I wrote recently about how guilty the whole thing has made me feel and it isn’t getting any easier.
However I have to remember the reasons why we have decided to do this in the first place. I thought I would explain in a lot more detail the reasoning behind this decision.
I am a stay at home mum. I write my blog which has progressed in the last 6 months to be much more than just a hobby of mine and so I have become a more work from home parent. Mostly I play mum, using nap times and evenings to work but the time I have is becoming increasingly less and less due to the demands of a toddler.
We also don’t have the support of family to help out with childcare so Little L is either with me or his Papa every minute of everyday. Earlier this year when my parents came to stay from Australia it was evident that he had become very clingy with us, he didn’t want to be away from me at any time and struggled to be held or cuddled by other people including his Grandma and Grandad. It was heart-breaking to witness how upset he got and how upset other people were by it as well.

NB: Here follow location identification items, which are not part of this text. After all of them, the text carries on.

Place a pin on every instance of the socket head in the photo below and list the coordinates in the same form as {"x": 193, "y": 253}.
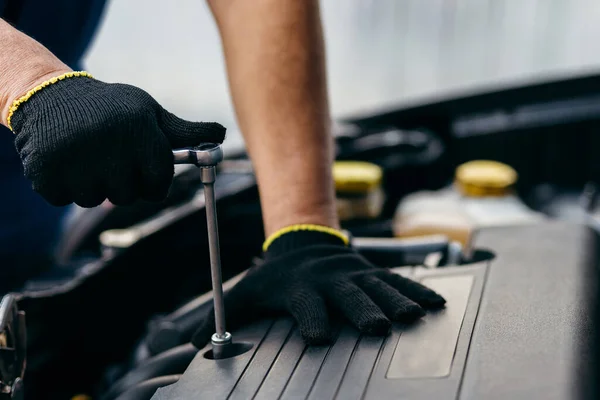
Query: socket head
{"x": 203, "y": 155}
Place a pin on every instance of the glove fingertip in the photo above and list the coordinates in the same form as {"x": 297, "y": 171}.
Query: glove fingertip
{"x": 433, "y": 301}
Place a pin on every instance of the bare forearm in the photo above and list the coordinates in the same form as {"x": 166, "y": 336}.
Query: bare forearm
{"x": 24, "y": 63}
{"x": 276, "y": 66}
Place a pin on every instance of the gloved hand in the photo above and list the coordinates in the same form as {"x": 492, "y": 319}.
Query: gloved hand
{"x": 82, "y": 140}
{"x": 314, "y": 276}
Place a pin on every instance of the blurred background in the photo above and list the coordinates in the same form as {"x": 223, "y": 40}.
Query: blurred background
{"x": 381, "y": 53}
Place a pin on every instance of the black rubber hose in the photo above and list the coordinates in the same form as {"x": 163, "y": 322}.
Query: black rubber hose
{"x": 173, "y": 361}
{"x": 146, "y": 389}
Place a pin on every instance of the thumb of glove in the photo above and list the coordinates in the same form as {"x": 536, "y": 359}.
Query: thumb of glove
{"x": 182, "y": 133}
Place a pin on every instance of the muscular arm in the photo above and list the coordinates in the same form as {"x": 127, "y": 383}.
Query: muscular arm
{"x": 24, "y": 63}
{"x": 276, "y": 65}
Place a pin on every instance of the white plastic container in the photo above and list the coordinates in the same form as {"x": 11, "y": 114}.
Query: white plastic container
{"x": 481, "y": 196}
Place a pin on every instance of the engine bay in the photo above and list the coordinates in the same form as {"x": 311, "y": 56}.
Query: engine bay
{"x": 113, "y": 319}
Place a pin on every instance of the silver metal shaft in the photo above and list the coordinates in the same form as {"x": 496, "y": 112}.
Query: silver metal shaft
{"x": 208, "y": 178}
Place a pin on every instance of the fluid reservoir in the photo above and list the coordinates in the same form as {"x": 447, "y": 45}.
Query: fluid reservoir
{"x": 482, "y": 195}
{"x": 358, "y": 190}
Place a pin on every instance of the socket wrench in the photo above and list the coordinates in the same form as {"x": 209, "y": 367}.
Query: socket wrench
{"x": 207, "y": 156}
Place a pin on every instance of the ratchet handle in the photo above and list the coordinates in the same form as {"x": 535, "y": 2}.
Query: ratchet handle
{"x": 204, "y": 155}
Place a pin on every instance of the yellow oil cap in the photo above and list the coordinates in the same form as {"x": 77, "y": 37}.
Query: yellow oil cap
{"x": 356, "y": 176}
{"x": 485, "y": 178}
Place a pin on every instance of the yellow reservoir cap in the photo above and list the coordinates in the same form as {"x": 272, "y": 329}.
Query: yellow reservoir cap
{"x": 356, "y": 176}
{"x": 485, "y": 178}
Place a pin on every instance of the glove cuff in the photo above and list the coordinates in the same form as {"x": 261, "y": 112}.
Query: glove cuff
{"x": 302, "y": 235}
{"x": 15, "y": 105}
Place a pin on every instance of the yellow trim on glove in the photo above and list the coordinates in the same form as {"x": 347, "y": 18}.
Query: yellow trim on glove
{"x": 304, "y": 227}
{"x": 39, "y": 87}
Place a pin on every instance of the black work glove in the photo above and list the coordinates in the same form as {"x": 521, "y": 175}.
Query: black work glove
{"x": 313, "y": 276}
{"x": 82, "y": 140}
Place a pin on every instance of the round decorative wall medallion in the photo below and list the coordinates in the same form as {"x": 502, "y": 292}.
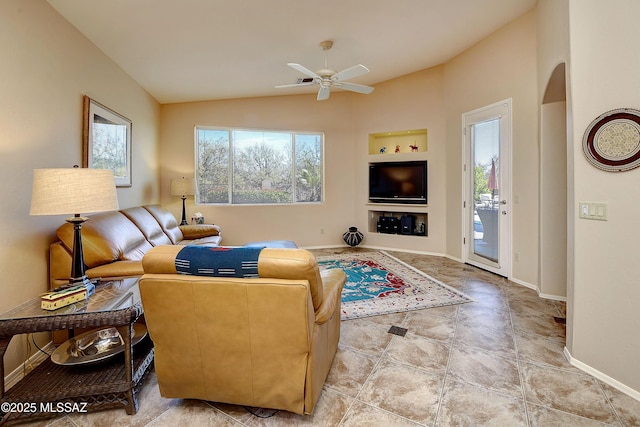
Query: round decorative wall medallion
{"x": 612, "y": 141}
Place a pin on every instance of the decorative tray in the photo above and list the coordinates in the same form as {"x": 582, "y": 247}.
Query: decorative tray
{"x": 95, "y": 345}
{"x": 612, "y": 140}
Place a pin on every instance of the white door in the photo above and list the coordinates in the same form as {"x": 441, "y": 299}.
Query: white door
{"x": 487, "y": 188}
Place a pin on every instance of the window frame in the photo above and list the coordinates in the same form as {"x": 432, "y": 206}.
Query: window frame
{"x": 230, "y": 184}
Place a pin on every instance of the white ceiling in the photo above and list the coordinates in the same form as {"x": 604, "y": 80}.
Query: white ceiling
{"x": 191, "y": 50}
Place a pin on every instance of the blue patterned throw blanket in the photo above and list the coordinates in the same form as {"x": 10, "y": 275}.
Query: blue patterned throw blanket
{"x": 218, "y": 261}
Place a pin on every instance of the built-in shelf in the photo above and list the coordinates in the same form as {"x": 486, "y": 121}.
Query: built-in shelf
{"x": 398, "y": 142}
{"x": 405, "y": 223}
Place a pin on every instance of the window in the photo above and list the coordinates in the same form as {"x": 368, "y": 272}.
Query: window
{"x": 237, "y": 166}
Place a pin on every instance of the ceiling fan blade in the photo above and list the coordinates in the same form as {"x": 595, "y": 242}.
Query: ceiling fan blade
{"x": 349, "y": 73}
{"x": 323, "y": 93}
{"x": 303, "y": 70}
{"x": 295, "y": 85}
{"x": 354, "y": 87}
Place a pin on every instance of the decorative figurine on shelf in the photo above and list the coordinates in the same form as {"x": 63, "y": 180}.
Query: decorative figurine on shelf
{"x": 353, "y": 237}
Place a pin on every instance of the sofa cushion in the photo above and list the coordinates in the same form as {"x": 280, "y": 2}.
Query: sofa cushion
{"x": 148, "y": 225}
{"x": 167, "y": 221}
{"x": 107, "y": 237}
{"x": 216, "y": 261}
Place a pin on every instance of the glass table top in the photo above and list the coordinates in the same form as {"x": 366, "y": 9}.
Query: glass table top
{"x": 109, "y": 296}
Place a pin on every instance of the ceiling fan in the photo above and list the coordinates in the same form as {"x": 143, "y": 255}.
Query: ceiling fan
{"x": 327, "y": 77}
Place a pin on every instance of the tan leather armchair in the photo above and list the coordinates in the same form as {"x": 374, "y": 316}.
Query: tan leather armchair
{"x": 264, "y": 342}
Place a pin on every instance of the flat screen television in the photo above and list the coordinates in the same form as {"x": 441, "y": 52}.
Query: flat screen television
{"x": 398, "y": 182}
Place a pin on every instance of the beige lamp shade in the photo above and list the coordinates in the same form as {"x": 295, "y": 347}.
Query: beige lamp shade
{"x": 182, "y": 187}
{"x": 72, "y": 191}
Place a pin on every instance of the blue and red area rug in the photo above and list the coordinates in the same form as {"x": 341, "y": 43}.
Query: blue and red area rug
{"x": 378, "y": 283}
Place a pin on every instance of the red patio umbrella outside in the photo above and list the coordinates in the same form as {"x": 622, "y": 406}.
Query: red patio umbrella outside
{"x": 492, "y": 184}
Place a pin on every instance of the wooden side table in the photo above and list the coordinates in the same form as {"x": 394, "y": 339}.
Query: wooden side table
{"x": 100, "y": 385}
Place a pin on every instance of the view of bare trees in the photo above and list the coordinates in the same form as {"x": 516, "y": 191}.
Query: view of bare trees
{"x": 255, "y": 167}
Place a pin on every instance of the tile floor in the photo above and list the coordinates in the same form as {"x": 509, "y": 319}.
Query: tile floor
{"x": 496, "y": 361}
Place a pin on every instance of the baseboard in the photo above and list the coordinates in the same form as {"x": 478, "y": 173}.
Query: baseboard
{"x": 17, "y": 374}
{"x": 602, "y": 377}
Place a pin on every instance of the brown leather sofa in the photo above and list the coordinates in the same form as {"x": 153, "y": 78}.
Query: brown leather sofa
{"x": 115, "y": 242}
{"x": 265, "y": 342}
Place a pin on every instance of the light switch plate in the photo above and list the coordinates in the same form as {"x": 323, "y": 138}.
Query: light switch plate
{"x": 593, "y": 210}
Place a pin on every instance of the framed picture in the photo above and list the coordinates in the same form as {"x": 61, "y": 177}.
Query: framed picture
{"x": 106, "y": 141}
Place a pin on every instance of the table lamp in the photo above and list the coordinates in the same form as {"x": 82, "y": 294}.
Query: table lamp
{"x": 183, "y": 187}
{"x": 74, "y": 191}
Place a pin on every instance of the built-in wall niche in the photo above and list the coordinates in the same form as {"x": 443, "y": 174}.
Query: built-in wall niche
{"x": 400, "y": 223}
{"x": 397, "y": 142}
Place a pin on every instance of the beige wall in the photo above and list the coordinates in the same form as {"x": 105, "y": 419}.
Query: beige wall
{"x": 414, "y": 101}
{"x": 308, "y": 225}
{"x": 605, "y": 320}
{"x": 499, "y": 67}
{"x": 47, "y": 66}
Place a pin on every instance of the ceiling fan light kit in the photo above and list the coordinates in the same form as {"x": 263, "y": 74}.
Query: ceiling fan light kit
{"x": 326, "y": 77}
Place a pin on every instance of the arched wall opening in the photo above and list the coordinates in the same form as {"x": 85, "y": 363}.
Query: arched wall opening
{"x": 553, "y": 188}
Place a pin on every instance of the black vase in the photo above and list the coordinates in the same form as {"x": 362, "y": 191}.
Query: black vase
{"x": 353, "y": 237}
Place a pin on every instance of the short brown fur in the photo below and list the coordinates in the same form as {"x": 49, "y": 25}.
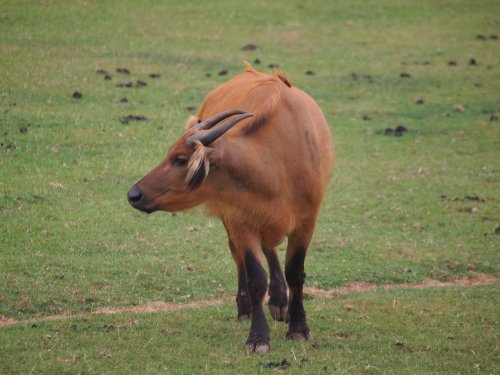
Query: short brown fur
{"x": 267, "y": 179}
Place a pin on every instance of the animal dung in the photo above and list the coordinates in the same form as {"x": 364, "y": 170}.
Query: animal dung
{"x": 122, "y": 70}
{"x": 249, "y": 47}
{"x": 398, "y": 132}
{"x": 127, "y": 119}
{"x": 127, "y": 84}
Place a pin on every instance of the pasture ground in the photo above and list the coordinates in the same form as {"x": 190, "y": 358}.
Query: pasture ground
{"x": 402, "y": 208}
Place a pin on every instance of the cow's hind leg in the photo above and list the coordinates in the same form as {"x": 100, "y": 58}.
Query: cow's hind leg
{"x": 242, "y": 296}
{"x": 278, "y": 300}
{"x": 298, "y": 243}
{"x": 258, "y": 338}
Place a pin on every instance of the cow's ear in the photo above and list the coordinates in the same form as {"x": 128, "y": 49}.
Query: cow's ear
{"x": 198, "y": 167}
{"x": 192, "y": 121}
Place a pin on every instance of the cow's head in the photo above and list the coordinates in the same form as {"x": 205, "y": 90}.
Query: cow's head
{"x": 174, "y": 184}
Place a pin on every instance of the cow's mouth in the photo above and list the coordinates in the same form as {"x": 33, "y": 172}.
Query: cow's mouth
{"x": 139, "y": 201}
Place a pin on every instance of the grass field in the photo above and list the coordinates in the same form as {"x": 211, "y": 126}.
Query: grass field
{"x": 400, "y": 209}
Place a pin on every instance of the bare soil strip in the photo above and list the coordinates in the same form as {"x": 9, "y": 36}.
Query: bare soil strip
{"x": 159, "y": 306}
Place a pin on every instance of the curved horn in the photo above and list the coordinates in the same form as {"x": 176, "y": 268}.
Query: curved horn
{"x": 212, "y": 121}
{"x": 212, "y": 135}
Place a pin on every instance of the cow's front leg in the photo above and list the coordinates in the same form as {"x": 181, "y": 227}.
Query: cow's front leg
{"x": 258, "y": 338}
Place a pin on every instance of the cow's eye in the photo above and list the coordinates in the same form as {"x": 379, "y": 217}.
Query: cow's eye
{"x": 179, "y": 161}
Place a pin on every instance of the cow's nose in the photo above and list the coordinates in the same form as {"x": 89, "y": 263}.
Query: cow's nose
{"x": 134, "y": 194}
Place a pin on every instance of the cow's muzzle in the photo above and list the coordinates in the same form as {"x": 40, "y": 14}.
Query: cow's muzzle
{"x": 138, "y": 199}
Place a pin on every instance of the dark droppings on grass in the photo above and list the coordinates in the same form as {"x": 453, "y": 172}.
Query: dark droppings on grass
{"x": 122, "y": 70}
{"x": 249, "y": 47}
{"x": 127, "y": 84}
{"x": 398, "y": 132}
{"x": 127, "y": 119}
{"x": 281, "y": 366}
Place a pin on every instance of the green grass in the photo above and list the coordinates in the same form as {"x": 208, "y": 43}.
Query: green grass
{"x": 432, "y": 331}
{"x": 399, "y": 209}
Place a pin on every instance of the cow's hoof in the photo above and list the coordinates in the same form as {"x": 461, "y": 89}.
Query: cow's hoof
{"x": 244, "y": 317}
{"x": 278, "y": 313}
{"x": 257, "y": 348}
{"x": 300, "y": 332}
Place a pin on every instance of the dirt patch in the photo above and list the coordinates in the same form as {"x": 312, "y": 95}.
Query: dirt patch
{"x": 159, "y": 306}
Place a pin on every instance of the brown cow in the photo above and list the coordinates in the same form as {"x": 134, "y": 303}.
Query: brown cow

I knew I needed to think about what was best for my little boy and since April we have been attending many play groups and toddler sessions to try and socialise him a little more. Since then he has really changed and many people have commented on how different he is. I felt really proud of him, and myself for making things much easier for him, but I knew he needed to have some independence away from me and his papa and so nursery seemed to be our only option.
He is going to learn so much there, and most importantly he is going to gain some independence. School isn’t very far away and judging by how quick time has gone since he was a tiny newborn in my arms the time is just going to fly by, and so I wanted to make things as easy as I can for when that time arises.
I want school to be a place that he is excited about going to, I want him to enjoy himself and I definitely do not want him to feel upset or hurt because his mummy isn’t there to hold his hand.
For now he will be attending for two mornings a week. I have to say that I am feeling very bitter-sweet about the whole thing. My right arm feels like it has been removed, I feel very lonely in the empty house because it just feels eerily quiet, but then on the other hand I never have any time to myself and those few mornings a week are going to allow me to claw a little bit of me back. And I’m so excited for that.
I am a mum, but I am also my own individual person as well. It’s time to put my dreams into action, and gain some clarity.
Nursery is going to be amazing for Little L (I hope) but it’s equally going to be good for this mum to get back to some normality.